The height of the measurement follow a noisy sinus curve.

# Plot measurements
meas_x = torch.rand(n_measurements)*x_range
meas_y = torch.sin(meas_x) + torch.normal(0, torch.full([n_measurements], data_std.item()))
plt.scatter(meas_x, meas_y, color="red", label="Measurements", marker=".")
plt.legend()
plt.show()

png

Create factor graph

fg = FactorGraph(gbp_settings)

# The x-coordinates of the variable nodes
xs = torch.linspace(0, x_range, n_varnodes).float().unsqueeze(0).T

# add a variables nodes with y-position zero and the given prior covarance
for i in range(n_varnodes):
    fg.add_var_node(1, torch.tensor([0.]), prior_cov)

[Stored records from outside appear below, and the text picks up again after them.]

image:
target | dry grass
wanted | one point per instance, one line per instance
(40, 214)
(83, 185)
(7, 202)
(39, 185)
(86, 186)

# add a smoothing factor to each node except the last
for i in range(n_varnodes-1):
    fg.add_factor(
        [i, i+1], # adjacent variable ids
        torch.tensor([0.]), # measurement (empty)
        SmoothingModel(SquaredLoss(1, smooth_cov)) # Smoothing model
    )

# add a measurement factor to each node except the last
for i in range(n_measurements):
    # we are attaching one measurement to a factor.
    # Each factor is attached to the two adjacent
    # variable nodes
    ix2 = np.argmax(xs > meas_x[i])
    ix1 = ix2 - 1

    # This is a scaling factor to interpolate the y-coordinate (the means)
    # between two adajacent variable nodes nodes. This is: The closer
    # a measurement is positioned to a variable node, the more
    # we trust its y-position.
    # The distance in x-direction between measurement and node ix1
    # divided by the distance in x-direction of the two variable
    # nodes gives the scaling factor
    gamma = (meas_x[i] - xs[ix1]) / (xs[ix2] - xs[ix1])

    fg.add_factor(
      [ix1, ix2],
      meas_y[i],
      HeightMeasurementModel(
          SquaredLoss(1, data_cov),
          gamma
        )
      )

fg.print(brief=True)

# Beliefs are initialized to zero
# Plot beliefs and measurements
covs = torch.sqrt(torch.cat(fg.belief_covs()).flatten())
plt.title("Measurements and prior beliefs")
plt.errorbar(xs, fg.belief_means(), yerr=covs, fmt='o', color="C0", label='Beliefs')
plt.scatter(meas_x, meas_y, color="red", label="Measurements", marker=".")
plt.legend()
plt.show()

Factor Graph:
# Variable nodes: 20
# Factors: 34

png

Solve with GBP

fg.gbp_solve(n_iters=50)

# Plot beliefs and measurements
covs = torch.sqrt(torch.cat(fg.belief_covs()).flatten())
plt.errorbar(xs, fg.belief_means(), yerr=covs, fmt='o', color="C0", label='Beliefs')
plt.scatter(meas_x, meas_y, color="red", label="Measurements", marker=".")
plt.legend()
plt.show()

Initial Energy 49.21330
Iter 1  --- Energy 27.81385 --- 
Iter 2  --- Energy 23.62700 --- 
Iter 3  --- Energy 20.39776 --- 
Iter 4  --- Energy 16.08122 --- 
Iter 5  --- Energy 13.77354 --- 
Iter 6  --- Energy 13.69291 --- 
Iter 7  --- Energy 13.48928 --- 
Iter 8  --- Energy 13.46488 --- 
Iter 9  --- Energy 13.43425 --- 
Iter 10  --- Energy 13.42690 --- 
Iter 11  --- Energy 13.42052 --- 
Iter 12  --- Energy 13.41977 --- 
Iter 13  --- Energy 13.41866 --- 
Iter 14  --- Energy 13.41855 --- 
Iter 15  --- Energy 13.41835 --- 
Iter 16  --- Energy 13.41833 --- 
Iter 17  --- Energy 13.41829 --- 
Iter 18  --- Energy 13.41828 --- 
Iter 19  --- Energy 13.41828 --- 
Iter 20  --- Energy 13.41828 --- 
Iter 21  --- Energy 13.41827 --- 
Iter 22  --- Energy 13.41827 --- 
Iter 23  --- Energy 13.41827 --- 
Iter 24  --- Energy 13.41827 --- 
Iter 25  --- Energy 13.41827 --- 
Iter 26  --- Energy 13.41827 --- 

png

References

A visual introduction to Gaussian Belief Propagation by Joseph Ortiz, Talfan Evans and Andrew J. Davison
Loopy Belief Propagation - Python Implementation by me on this blog
Simple Noise Reduction with Loopy Belief Propagation by me on this blog
Pattern Recognition and Machine Learning by Christopher M. Bishop.
Exactly Sparse Delayed-State Filters by Ryan M. Eustice et. al.